Maintain the integrity of blockchain data during flattening or joining processes through the use of checksums, safeguarding the alignment with curated reporting layer tables.

Problem Solved

Utilizing checksums* across the entire chain addresses the complexity of blockchain data, particularly in deep object arrays. This serves as a safeguard against inaccurate data emissions, ensuring that the source of truth consistently aligns with the curated reporting layer tables.

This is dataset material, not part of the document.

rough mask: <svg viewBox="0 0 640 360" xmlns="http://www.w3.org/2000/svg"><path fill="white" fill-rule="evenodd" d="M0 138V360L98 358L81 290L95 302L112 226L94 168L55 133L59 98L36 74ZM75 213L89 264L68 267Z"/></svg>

*Checksums are the sum total of transactions, receipts, logs, or any field that we are verifying against a source of truth, such as an RPC call on a blockchain node.

Table Flow Validation

Objective

Confirm consistency between raw and processed tables, addressing new key-value pairs introduced by blockchain changes and updates.

Problem Solved

Validation mechanisms alert, address, and add any new key-value pairs in subsequent updates to the Snowflake database. This ensures that attributes and information remain consistent after processing, accommodating changes introduced by blockchain updates.

Nulls

Objective

Identify and address instances of empty (null) essential data fields in the blockchain, ensuring completeness and data integrity.

Problem Solved

Validation tests cross-check and address discrepancies when null data is encountered. This ensures the maintenance of data completeness, especially when re-ingestion reveals valid full data after initial null values.

However when cross-checked on the Polygon Explorer, the correct block hash was shown as 0xc2c119387cca7c8b87caa67761380a35a127ffb7dfc6c40f709cdbd05ac7f687.

SonarX’s validation tests ensure that each transaction has a matching receipt and checksums on the receipts. A mismatch between the receipt and checksums indicates potential inconsistencies in the data within the receipt, which may have occurred due to data tampering, or errors when processing the transaction information.

Match Checks

Objective

Verify the integrity of data within blocks by checking if the block hash matches the transaction and receipt hash, identifying potential tampering.

Problem Solved

Discrepancies between block level and other node calls are identified and addressed during data ingestion. This ensures the consistency of data across diverse calls, safeguarding against tampering and maintaining the integrity of block linkage.

Token Metadata Refresh

Objective

Ensure that token contract metadata fields are up to date.

Problem Solved

Regular reviews and updates of token metadata labels ensure consistency with both node and off-chain data, addressing the mutability of token information and preventing discrepancies.

Due to the mutability of token information, regular review and updates of token metadata are necessary to ensure consistency with both node and off-chain data. SonarX’s regular token metadata refresh ensures that any changes to the metadata are captured as soon as possible.